When Vladimir Putin announced mobilization in Russia the huge queues of people fleeing their country emerged almost at every check-point alongside its vast border. Russian men were a masses running away from a conscription campaign that is designed to bring up to a million new soldiers to the Russian army. The army that lost up to 50 000 men died during its brutal war against Ukraine and became a symbol of unhuman violence and atrocities.
Ukrainans perceived the news with sarcasm. In a comment to Putin’s conscription initiative, General Valerii Zaluzhnyi, Ukrainian Commander-in-Chief, said that his soldiers will destroy all enemies, no matter how many of them will come. And he had all the reasons for optimism.
In late February, after the first Russian missiles hit Ukrainian cities, the army recruiting offices were stormed by thousands of men and women who decided to defend their country. In a defensive war against Russia, Ukrainians have chosen to stay and fight, not to run and hide.

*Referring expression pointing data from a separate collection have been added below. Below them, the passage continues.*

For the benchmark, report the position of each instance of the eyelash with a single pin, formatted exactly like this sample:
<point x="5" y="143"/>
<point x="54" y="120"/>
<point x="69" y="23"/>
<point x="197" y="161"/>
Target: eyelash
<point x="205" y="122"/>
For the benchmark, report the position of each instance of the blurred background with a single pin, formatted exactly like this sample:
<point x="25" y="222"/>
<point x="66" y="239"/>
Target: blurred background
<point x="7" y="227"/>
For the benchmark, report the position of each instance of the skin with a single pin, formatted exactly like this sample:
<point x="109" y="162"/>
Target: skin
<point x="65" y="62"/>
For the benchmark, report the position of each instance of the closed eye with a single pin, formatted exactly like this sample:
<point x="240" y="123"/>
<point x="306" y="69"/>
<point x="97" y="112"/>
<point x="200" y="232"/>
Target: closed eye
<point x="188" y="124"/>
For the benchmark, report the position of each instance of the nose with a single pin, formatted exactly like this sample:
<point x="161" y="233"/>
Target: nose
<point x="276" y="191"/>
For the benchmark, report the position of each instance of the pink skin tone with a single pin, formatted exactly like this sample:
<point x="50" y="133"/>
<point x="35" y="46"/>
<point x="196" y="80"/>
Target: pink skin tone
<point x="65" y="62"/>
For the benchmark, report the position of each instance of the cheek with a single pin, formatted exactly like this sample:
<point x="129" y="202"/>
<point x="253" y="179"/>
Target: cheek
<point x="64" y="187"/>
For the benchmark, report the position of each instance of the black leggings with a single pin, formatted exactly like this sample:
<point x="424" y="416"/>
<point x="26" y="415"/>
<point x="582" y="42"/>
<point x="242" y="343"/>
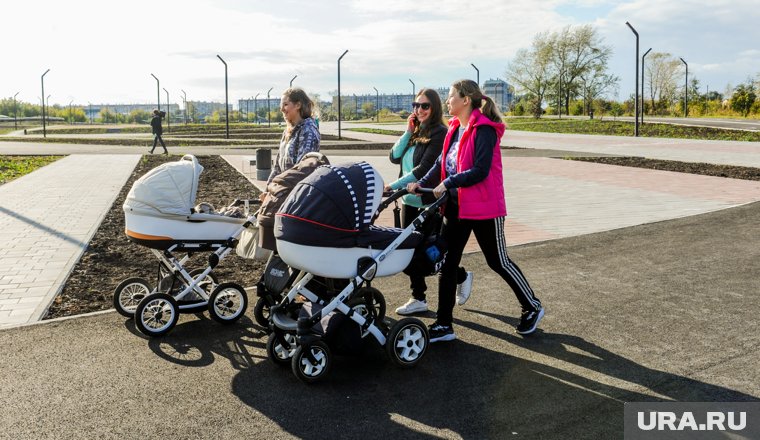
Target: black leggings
<point x="490" y="237"/>
<point x="418" y="285"/>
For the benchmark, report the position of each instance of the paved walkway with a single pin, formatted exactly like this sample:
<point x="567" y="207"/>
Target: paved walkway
<point x="685" y="150"/>
<point x="547" y="198"/>
<point x="46" y="220"/>
<point x="552" y="198"/>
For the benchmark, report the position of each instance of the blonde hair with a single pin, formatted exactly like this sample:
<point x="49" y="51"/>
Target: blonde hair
<point x="296" y="96"/>
<point x="469" y="88"/>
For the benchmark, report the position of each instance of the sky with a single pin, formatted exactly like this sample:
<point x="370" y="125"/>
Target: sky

The amount of Ukrainians who are deeply involved in this war is remarkable. Apart from the 1 million mobilized soldiers there are millions of those whom Anne Applbaum defined as The Other Ukrainian Army – civilians who support and assist their army and their co-citizens in war affected areas on a volunteer basis. They are neither civil nor military servicemen, and they call themselves volonteri.

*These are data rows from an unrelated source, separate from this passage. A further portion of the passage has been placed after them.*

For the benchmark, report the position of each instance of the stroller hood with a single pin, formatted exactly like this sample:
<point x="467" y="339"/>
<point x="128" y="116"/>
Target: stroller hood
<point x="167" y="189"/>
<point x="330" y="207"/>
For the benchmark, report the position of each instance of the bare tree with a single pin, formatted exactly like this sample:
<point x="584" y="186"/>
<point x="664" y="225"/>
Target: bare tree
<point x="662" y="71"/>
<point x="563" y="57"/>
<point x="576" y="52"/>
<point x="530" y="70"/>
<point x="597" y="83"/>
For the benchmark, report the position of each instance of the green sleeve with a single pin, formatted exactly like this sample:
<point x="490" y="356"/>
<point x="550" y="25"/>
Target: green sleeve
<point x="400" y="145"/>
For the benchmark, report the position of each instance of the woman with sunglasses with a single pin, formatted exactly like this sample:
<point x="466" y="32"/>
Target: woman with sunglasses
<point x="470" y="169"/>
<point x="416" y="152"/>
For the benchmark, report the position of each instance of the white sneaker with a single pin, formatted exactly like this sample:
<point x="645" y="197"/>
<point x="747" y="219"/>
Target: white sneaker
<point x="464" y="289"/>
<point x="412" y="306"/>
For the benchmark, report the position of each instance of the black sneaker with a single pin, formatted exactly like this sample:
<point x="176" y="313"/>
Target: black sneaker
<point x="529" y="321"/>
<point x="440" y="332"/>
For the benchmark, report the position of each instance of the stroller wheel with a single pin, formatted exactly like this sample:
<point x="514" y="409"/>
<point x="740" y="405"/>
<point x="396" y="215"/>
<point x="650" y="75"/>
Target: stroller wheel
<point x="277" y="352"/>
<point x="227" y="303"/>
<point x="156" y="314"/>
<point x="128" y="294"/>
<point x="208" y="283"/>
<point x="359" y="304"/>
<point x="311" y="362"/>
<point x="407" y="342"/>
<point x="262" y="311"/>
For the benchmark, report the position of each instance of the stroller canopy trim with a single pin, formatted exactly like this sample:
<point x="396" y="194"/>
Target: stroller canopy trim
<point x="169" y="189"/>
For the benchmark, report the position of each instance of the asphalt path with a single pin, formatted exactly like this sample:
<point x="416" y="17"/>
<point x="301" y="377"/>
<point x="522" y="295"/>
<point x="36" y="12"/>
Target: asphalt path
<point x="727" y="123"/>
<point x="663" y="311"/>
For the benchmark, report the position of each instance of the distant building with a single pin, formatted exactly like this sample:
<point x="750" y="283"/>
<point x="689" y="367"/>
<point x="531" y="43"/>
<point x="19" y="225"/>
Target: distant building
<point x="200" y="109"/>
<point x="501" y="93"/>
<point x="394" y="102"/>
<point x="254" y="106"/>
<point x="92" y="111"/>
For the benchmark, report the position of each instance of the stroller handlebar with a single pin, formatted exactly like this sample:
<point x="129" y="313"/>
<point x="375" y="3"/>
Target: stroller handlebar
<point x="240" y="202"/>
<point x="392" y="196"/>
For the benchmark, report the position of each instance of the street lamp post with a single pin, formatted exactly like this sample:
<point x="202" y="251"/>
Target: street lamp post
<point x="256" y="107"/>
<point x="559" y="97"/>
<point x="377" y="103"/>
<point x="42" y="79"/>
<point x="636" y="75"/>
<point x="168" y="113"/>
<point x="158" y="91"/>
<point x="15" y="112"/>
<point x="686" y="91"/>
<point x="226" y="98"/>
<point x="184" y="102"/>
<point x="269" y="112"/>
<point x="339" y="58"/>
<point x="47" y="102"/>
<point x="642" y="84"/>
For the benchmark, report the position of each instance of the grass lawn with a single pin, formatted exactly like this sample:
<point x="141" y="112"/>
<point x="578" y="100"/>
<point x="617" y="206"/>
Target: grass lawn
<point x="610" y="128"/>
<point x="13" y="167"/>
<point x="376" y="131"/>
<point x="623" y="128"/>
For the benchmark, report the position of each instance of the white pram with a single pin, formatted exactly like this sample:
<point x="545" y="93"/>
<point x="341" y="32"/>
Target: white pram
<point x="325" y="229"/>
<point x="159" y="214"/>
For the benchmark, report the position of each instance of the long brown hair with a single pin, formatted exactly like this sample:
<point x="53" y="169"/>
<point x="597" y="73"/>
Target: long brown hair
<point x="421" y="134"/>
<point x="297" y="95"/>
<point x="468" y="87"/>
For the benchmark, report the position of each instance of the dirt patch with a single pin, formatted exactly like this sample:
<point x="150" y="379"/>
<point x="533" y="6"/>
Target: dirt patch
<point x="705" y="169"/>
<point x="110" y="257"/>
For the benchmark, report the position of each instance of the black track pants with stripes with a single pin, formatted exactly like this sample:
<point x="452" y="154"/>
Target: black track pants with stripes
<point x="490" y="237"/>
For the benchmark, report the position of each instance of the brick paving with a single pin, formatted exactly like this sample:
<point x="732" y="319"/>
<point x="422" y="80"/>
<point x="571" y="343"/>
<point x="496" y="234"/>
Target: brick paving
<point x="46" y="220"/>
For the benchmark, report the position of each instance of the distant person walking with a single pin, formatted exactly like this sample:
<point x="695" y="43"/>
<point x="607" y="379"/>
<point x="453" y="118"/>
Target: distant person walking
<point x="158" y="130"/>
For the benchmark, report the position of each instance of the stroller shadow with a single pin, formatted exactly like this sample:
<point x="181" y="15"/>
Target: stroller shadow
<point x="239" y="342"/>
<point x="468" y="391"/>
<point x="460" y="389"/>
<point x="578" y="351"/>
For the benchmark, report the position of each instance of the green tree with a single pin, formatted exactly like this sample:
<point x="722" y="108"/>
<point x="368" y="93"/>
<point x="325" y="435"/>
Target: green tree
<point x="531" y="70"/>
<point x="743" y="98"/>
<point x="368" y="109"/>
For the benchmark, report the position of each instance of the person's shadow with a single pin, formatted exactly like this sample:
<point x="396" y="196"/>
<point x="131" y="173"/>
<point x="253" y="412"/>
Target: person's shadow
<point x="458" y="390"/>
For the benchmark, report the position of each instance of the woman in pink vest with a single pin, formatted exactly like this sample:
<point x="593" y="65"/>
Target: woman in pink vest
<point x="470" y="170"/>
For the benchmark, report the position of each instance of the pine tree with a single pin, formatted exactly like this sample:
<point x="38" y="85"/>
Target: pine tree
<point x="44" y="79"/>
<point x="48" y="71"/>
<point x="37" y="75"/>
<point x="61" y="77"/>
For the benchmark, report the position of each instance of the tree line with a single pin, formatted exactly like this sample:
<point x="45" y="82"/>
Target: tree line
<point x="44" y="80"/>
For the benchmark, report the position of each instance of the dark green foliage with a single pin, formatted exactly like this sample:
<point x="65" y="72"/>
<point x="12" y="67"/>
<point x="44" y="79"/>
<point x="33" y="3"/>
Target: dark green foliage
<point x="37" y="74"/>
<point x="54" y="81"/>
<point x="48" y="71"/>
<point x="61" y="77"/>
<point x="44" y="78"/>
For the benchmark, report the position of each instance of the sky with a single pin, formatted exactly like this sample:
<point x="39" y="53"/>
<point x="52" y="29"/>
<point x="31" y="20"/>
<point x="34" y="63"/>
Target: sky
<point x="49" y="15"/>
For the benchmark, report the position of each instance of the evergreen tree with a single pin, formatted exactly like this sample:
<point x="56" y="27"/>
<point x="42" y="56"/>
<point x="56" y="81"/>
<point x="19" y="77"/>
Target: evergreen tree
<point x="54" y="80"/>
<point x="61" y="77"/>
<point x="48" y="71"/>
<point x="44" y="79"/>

The non-combatant civil volunteer movement is an authentic Ukrainian phenomenon. It traces its roots back into Soviet times, when Ukraine was part of the USSR with some special privileges. Ukraine, alongside Russia and Belarus, was one of the cofounders of the UN. Kyiv was allowed to have its own Cabinet of Ministers and Parliament. However, all decisions were taken in Moscow. And the military, national security and law enforcement apparatus in Ukraine was submitted directly to Moscow, leaving for official Kyiv a little space for governance.
In this model Kyiv bureaucrats had no obligation to their own citizens. Most of them were loyal to Moscow, much more than to their own country and its people. No wonder that Ukrainins perceived their Soviet institutions as fake, repressive and colonial in their very nature. They did not rely on those institutions and concentrated on surviving using horizontal cooperation, which was a much more effective way of coping with things.
The problem of trust in state institutions remained unsolved for years. That was one of the reasons behind two Ukrainian revolutions – in 2004 and in 2014 – when Ukrainins demanded from their government creation of a “European state”. This meant creation of the institutions people trust in the first place, and geopolitics at the second.
The paradigm shift happened in 2014 after Russia invaded Ukraine, annexing Crimea and occupying some parts of Donbas region. Suddenly Ukrainian army became the first state institution with a trust rating exceeding 50%. In 2014 Ukrainins discovered that their army was poorly equipped because of corruption, mismanagement and infiltration of Russian agents. And that was the moment when volonteri stepped on stage.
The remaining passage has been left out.